11 things you do not make in an early relationship

When you get to know someone better, this can be exciting or stressful. However, there are ways to minimize the risks of saying or doing something that kills the relationship before it begins.


When you get to know someone better, this can be exciting or stressful.

You like to know the person's pleasures. But there is also a degree of insecurity. You worry about doing or say something inappropriate, which may seem like you're a weird. However, there are ways to minimize the risks of saying or doing something that kills the relationship before it begins. Here are 11 things to avoid an early relationship.

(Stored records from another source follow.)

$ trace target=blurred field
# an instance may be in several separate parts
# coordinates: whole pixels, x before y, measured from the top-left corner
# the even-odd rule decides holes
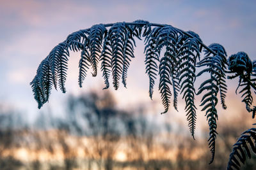
[[[223,117],[209,165],[207,127],[193,140],[183,123],[115,105],[109,93],[70,96],[63,117],[44,113],[32,124],[1,109],[1,169],[225,169],[236,138],[252,122],[246,113]],[[243,169],[255,169],[255,161]]]

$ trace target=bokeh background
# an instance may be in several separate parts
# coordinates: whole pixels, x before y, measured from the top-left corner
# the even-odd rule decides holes
[[[228,81],[227,110],[218,108],[210,166],[204,113],[197,113],[194,141],[180,97],[179,112],[171,108],[164,115],[158,83],[150,99],[142,41],[136,41],[127,89],[102,90],[101,73],[88,74],[79,88],[79,53],[70,55],[67,92],[53,90],[40,110],[29,82],[41,60],[72,32],[138,19],[195,31],[205,44],[220,43],[228,55],[244,51],[253,60],[255,6],[255,1],[238,0],[0,0],[0,169],[224,169],[232,145],[253,123],[236,95],[237,80]],[[244,168],[255,169],[255,161]]]

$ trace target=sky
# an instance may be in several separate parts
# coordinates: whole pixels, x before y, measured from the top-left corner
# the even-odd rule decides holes
[[[79,53],[72,53],[70,55],[67,92],[63,94],[60,90],[53,90],[49,103],[41,111],[36,108],[29,86],[39,64],[53,47],[72,32],[100,23],[142,19],[170,24],[196,32],[205,45],[220,43],[228,55],[244,51],[255,60],[255,1],[238,0],[0,0],[0,103],[31,115],[52,108],[60,112],[64,107],[62,101],[69,94],[101,90],[104,87],[101,73],[96,78],[89,76],[83,87],[79,87]],[[136,58],[128,71],[127,89],[120,87],[114,92],[122,107],[161,102],[157,83],[153,101],[148,97],[143,44],[138,41],[136,43]],[[230,86],[236,85],[236,83],[230,83]],[[113,88],[111,87],[109,90],[113,91]]]

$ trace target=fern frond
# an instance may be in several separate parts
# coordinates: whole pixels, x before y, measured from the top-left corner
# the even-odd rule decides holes
[[[200,46],[196,38],[188,38],[186,36],[180,36],[179,44],[180,45],[177,55],[179,59],[177,62],[177,72],[180,75],[179,84],[180,85],[180,94],[184,93],[182,99],[185,98],[186,115],[190,133],[195,139],[196,107],[195,105],[194,82],[196,80],[196,60],[200,57]]]
[[[143,24],[143,25],[132,25],[132,35],[141,39],[141,36],[145,37],[151,32],[151,25],[148,21],[138,20],[133,22],[134,23]],[[142,33],[142,30],[144,31]]]
[[[90,67],[90,54],[86,48],[84,48],[81,52],[81,59],[79,64],[79,73],[78,76],[78,83],[80,87],[82,87],[82,84],[85,79],[87,74],[87,70]]]
[[[81,43],[88,41],[88,35],[90,33],[90,29],[83,29],[76,31],[68,35],[65,40],[67,44],[70,44],[72,41],[78,41]]]
[[[199,67],[206,66],[207,67],[201,71],[197,76],[200,76],[205,73],[209,73],[211,76],[201,84],[197,94],[200,94],[204,91],[207,92],[203,96],[200,106],[204,106],[202,111],[206,110],[205,116],[209,126],[210,137],[208,141],[212,155],[209,163],[211,164],[214,159],[215,141],[218,134],[216,132],[218,114],[216,108],[218,103],[217,94],[220,90],[219,85],[221,80],[225,80],[223,76],[225,75],[225,66],[223,64],[225,60],[225,55],[223,55],[225,50],[221,45],[216,43],[210,45],[209,48],[217,55],[211,55],[211,52],[205,50],[205,58],[198,63]]]
[[[59,80],[59,87],[63,93],[66,92],[65,82],[67,79],[68,56],[68,45],[66,43],[61,43],[55,46],[47,56],[54,87],[57,89],[57,81]]]
[[[36,75],[30,83],[38,108],[40,108],[49,100],[53,85],[51,70],[47,58],[42,61],[37,69]]]
[[[240,52],[236,54],[231,55],[228,58],[228,69],[231,73],[235,73],[235,76],[230,76],[230,79],[239,76],[239,83],[237,90],[239,88],[242,89],[239,91],[243,97],[242,102],[246,104],[246,108],[248,112],[253,112],[253,117],[254,117],[254,108],[251,108],[253,102],[253,97],[251,92],[251,74],[253,72],[253,64],[248,56],[247,53]],[[252,74],[253,75],[253,73]]]
[[[124,86],[126,87],[126,78],[127,77],[128,67],[130,66],[131,58],[134,58],[134,46],[136,46],[135,40],[132,36],[132,30],[129,26],[125,26],[127,33],[125,36],[124,49],[124,65],[122,74],[122,80]]]
[[[88,48],[90,52],[90,60],[93,71],[93,76],[97,76],[103,37],[104,34],[106,34],[106,31],[103,24],[95,25],[90,30]]]
[[[243,132],[237,142],[233,145],[227,169],[239,169],[241,167],[239,162],[244,164],[246,155],[249,159],[251,158],[250,146],[252,152],[256,154],[255,128],[250,129]]]
[[[172,65],[170,64],[171,62],[171,60],[167,57],[163,57],[160,60],[160,82],[159,89],[161,93],[162,103],[164,107],[164,111],[161,113],[161,114],[165,113],[168,111],[170,103],[170,99],[172,96],[170,85],[172,85],[170,79],[173,67],[172,67]]]
[[[101,52],[100,60],[101,61],[100,69],[102,71],[103,78],[104,79],[106,87],[103,89],[107,89],[109,87],[108,79],[111,73],[111,62],[112,52],[111,50],[110,42],[108,39],[108,34],[105,37],[102,51]]]
[[[152,99],[154,85],[158,71],[157,62],[159,61],[159,51],[156,47],[156,37],[158,35],[159,27],[155,27],[153,31],[145,37],[144,43],[145,45],[144,53],[146,59],[146,73],[149,78],[149,96]]]
[[[164,53],[163,60],[160,60],[159,73],[164,73],[163,74],[168,75],[170,80],[172,81],[171,85],[173,85],[173,106],[177,110],[177,91],[179,91],[179,86],[177,83],[177,77],[176,76],[175,66],[177,64],[177,48],[176,45],[178,41],[179,31],[172,26],[166,26],[159,30],[159,33],[156,37],[156,47],[157,51],[160,52],[161,50],[165,47],[166,52]],[[168,83],[164,79],[160,79],[159,90],[163,88],[164,90],[160,90],[161,93],[162,102],[164,106],[164,111],[162,113],[165,113],[168,111],[170,105],[170,96],[172,94],[168,85],[165,83]],[[169,81],[170,81],[169,80]],[[163,82],[162,82],[163,81]],[[160,86],[161,85],[161,86]],[[170,91],[170,92],[169,92]]]
[[[124,23],[114,24],[108,32],[110,46],[112,51],[111,68],[113,83],[115,90],[119,87],[119,80],[122,75],[123,83],[126,86],[127,71],[131,60],[134,57],[134,41],[131,37],[131,31],[125,27]]]

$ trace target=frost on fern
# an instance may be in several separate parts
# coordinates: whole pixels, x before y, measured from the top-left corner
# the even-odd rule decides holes
[[[65,92],[65,83],[69,52],[81,52],[78,83],[81,87],[88,71],[92,69],[93,76],[97,75],[100,66],[106,87],[109,87],[112,76],[115,89],[122,81],[127,86],[128,69],[134,57],[136,39],[144,38],[145,72],[149,78],[149,96],[152,98],[156,80],[159,79],[159,90],[166,113],[172,104],[177,110],[178,95],[185,101],[185,111],[190,132],[195,136],[196,107],[195,106],[196,66],[201,71],[197,76],[208,76],[200,84],[198,94],[202,94],[201,106],[209,126],[209,145],[213,161],[215,141],[217,135],[218,114],[216,105],[220,94],[220,103],[225,109],[227,93],[226,73],[234,73],[229,78],[239,77],[239,93],[243,97],[246,108],[253,113],[250,89],[255,90],[256,63],[253,66],[244,52],[232,55],[227,60],[224,48],[218,44],[209,46],[204,45],[199,36],[193,31],[184,31],[170,25],[150,23],[144,20],[134,22],[117,22],[97,24],[81,29],[68,36],[67,39],[55,46],[40,64],[36,74],[31,83],[38,108],[49,101],[54,86]],[[205,57],[200,60],[204,48]],[[227,72],[228,64],[229,72]]]
[[[195,105],[195,90],[194,82],[196,80],[196,63],[200,57],[200,44],[202,41],[199,36],[192,31],[188,33],[194,36],[193,38],[180,35],[179,38],[180,45],[177,52],[177,68],[179,73],[179,84],[180,85],[180,94],[185,99],[185,110],[190,132],[194,138],[196,127],[196,107]]]
[[[228,58],[228,63],[230,73],[235,74],[228,76],[228,78],[239,78],[239,84],[236,92],[240,89],[239,93],[241,94],[242,102],[245,103],[247,111],[253,113],[252,117],[254,118],[256,109],[255,106],[251,108],[253,102],[251,87],[253,85],[252,82],[255,82],[255,80],[252,80],[251,76],[253,77],[255,76],[255,68],[253,67],[253,63],[248,55],[243,52],[231,55]]]
[[[216,108],[218,103],[217,95],[220,91],[220,86],[226,87],[225,82],[225,65],[223,60],[226,60],[226,52],[224,48],[219,44],[211,44],[209,46],[217,55],[211,54],[208,50],[205,50],[205,57],[198,63],[199,67],[205,67],[201,71],[198,76],[204,73],[210,74],[209,78],[201,83],[198,89],[198,94],[203,92],[205,94],[201,100],[200,106],[203,106],[202,111],[205,111],[205,116],[209,126],[209,135],[208,139],[209,146],[211,148],[212,158],[210,164],[212,162],[215,155],[215,141],[217,135],[217,120],[218,113]]]

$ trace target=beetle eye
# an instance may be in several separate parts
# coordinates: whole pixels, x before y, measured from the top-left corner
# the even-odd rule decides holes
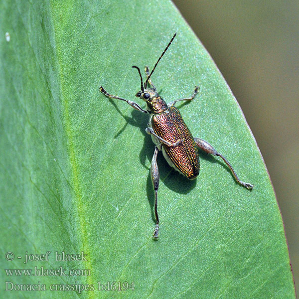
[[[148,93],[147,92],[146,92],[145,94],[144,94],[143,95],[143,97],[145,99],[149,99],[150,98],[150,94]]]

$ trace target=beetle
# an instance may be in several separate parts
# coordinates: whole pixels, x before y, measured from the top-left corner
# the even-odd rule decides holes
[[[193,138],[178,109],[174,106],[177,102],[180,101],[193,100],[198,92],[199,87],[195,86],[193,94],[189,98],[175,100],[167,104],[159,95],[155,86],[151,82],[151,75],[176,35],[176,33],[172,36],[151,72],[150,73],[149,67],[145,67],[147,79],[144,84],[140,69],[135,65],[132,66],[138,71],[141,81],[141,90],[136,94],[136,96],[146,102],[146,110],[143,109],[137,103],[108,93],[102,86],[100,86],[99,88],[100,91],[106,97],[110,99],[125,101],[135,109],[143,113],[150,114],[150,120],[146,132],[151,135],[151,140],[155,145],[151,160],[150,174],[155,193],[154,208],[156,220],[152,236],[156,240],[157,240],[159,235],[159,217],[157,206],[160,176],[156,161],[158,151],[162,151],[163,155],[170,166],[192,180],[195,179],[199,173],[199,157],[197,148],[198,148],[205,152],[222,158],[231,171],[237,182],[241,186],[249,190],[253,188],[253,184],[240,180],[229,162],[210,144],[200,138]],[[148,83],[151,87],[148,88]]]

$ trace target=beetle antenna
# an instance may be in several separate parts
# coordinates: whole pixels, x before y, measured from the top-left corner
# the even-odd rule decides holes
[[[142,91],[142,92],[144,92],[145,89],[143,87],[143,81],[142,80],[142,76],[141,75],[141,72],[140,71],[140,69],[138,66],[136,66],[136,65],[133,65],[133,66],[132,66],[132,67],[137,68],[138,70],[138,72],[139,73],[139,76],[140,76],[140,79],[141,80],[141,90]]]
[[[152,74],[152,73],[153,73],[153,71],[154,71],[154,69],[155,68],[155,67],[157,66],[157,65],[159,63],[160,59],[163,57],[163,55],[165,54],[165,52],[167,51],[167,49],[168,48],[169,46],[170,45],[170,44],[172,42],[172,41],[173,40],[173,39],[174,39],[174,37],[175,37],[175,35],[176,35],[176,32],[175,32],[174,33],[174,34],[172,36],[172,38],[170,40],[170,41],[169,41],[169,42],[168,43],[168,44],[167,45],[167,46],[166,47],[166,48],[165,48],[165,50],[163,51],[163,53],[162,53],[161,56],[159,57],[159,59],[158,59],[158,61],[156,62],[156,64],[154,65],[153,68],[152,69],[152,70],[151,70],[151,72],[150,72],[150,76],[149,76],[149,77],[148,77],[148,78],[147,79],[146,82],[145,82],[145,85],[144,85],[145,88],[147,88],[147,86],[148,86],[148,82],[149,81],[149,80],[150,78],[151,74]]]

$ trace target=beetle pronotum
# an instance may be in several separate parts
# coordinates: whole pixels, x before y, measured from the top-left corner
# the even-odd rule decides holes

1. Behavior too sticky / needy

It is normal that at the beginning of the relationship you want to spend as long as possible with that person. This feeling is probably divided. But if that someone wants to participate in an event every Tuesday or to go to a coffee with friends without inviting you, does not allow jealousy to overwhelm you. When your relationship increases, there will be enough time to integrate yourself into social life, including you will come to know them your closest friends. At the same time, it is important to have your own lives outside the relationship.

2. You plan your future together too quickly

When you make the transition from going out to the meeting to be in a relationship, there is a euphoric feeling, and excitement that can not be ignored. It's extraordinary! Even the little mistakes will find them uncomfortable. Maybe he / or she is the right person! It is the way to think about what can cause to big mistakes in many people, by making plans for the future. If you are just a few weeks or months, it's too early to talk about mutate together. A wedding planning is not right. Feel good in relationship and patience. There is no reason to hurry.

3. To make comparisons with former / former girlfriends

If you encourage your friend / girlfriend what difreviations or similarities exist with past partners, you will send two inappropriate messages. First, you can signal that you have not yet passed the old relationship, especially if you reflect this in a positive way. Second, you will put a high pressure on your partner, so that he / she meets the requirements you have, even if you have the impression that it is a compliment to praise it that it's better than Jake or better than Jennifer.

4. To have expectations for your partner to be according to your ideals

While compatibility and interests are important factors of any relationship, you must allow a slight flexibility. Over time, after several meetings, do not treat opportunities as a human resource manager. Do not be obsessive and do not create mental notes about your preferences in gastronomy, how interested is about sports, and how much it wants to spend. Accept it for what is, and uses this criterion for long-term relationship.

5. Ignoring red signals

Since you can not expect your partner to be perfect from all points of view, there is a risk of losing sight of all negative aspects, hoping that they will change over time, and try to convince you that those Character's shortcomings are not Big problems. If you notice that things have certain features with which you will handle hard - maybe things you will face, and you will make doubtful and inappropriate decisions, or may have a political or religious look, these cumulative things lead to conflict - there is a great chance that the relationship does not last.

6. To appear at the partner's job

Make surprises friend / girlfriend by cooking something good or sending flowers (or even better, tickets to Super Bowl) is a good gesture. But to appear at work at the beginning of a relationship especially if your partner did not even mention you colleagues - it can be shameful and strange. He gives a few months until you make this gesture.

7. To give money loan

If you meet someone very little time, and he / she begins to ask for money, does not do good to a future relationship. To begin with, it is a clear indication that that person has financial difficulties. Second, by gesture, it is given the message that you are a guarantee, which is not good in a relationship that has just begun.

8. Focusing only to the intimate part of the relationship

At the beginning of the relationship, you will do many things that are beautiful. But you do not have to neglect other elements, including emotional compatibility. Finding common interest, and be prepared to listen to them when you have a bad day, will enroll the relationship.

9. To say the word starting with "I"

While we all determine when we love our partners, you should not say "I love you" until you are convinced that the feeling is mutual. Otherwise, your partner will feel guilty that he can not follow that feeling. For some, the pronouncement of these words takes 3 months, for others can 6 months.

10. To make her knowledge with all my family

There is nothing wrong in asking the friend / girlfriend to meet a relative at noon or cocktail, but if you are in a relationship of just a few weeks and invite the partner at the 80-year anniversary of grandparents, it is a doubtful decision . You should give more time for this aspect before you make the decision. The last thing you want to know is your family to see the direction in which the relationship follows.

11. To pretend to be someone other than the true one.

When you meet someone who can be potential friend or friend, tempting to introduce you to be better and more fain than in reality is a good thing. However, it is impossible to do this in the long run. It is good to be yourself, and they either like you (and possibly will love you) or maybe not, in this case, go further.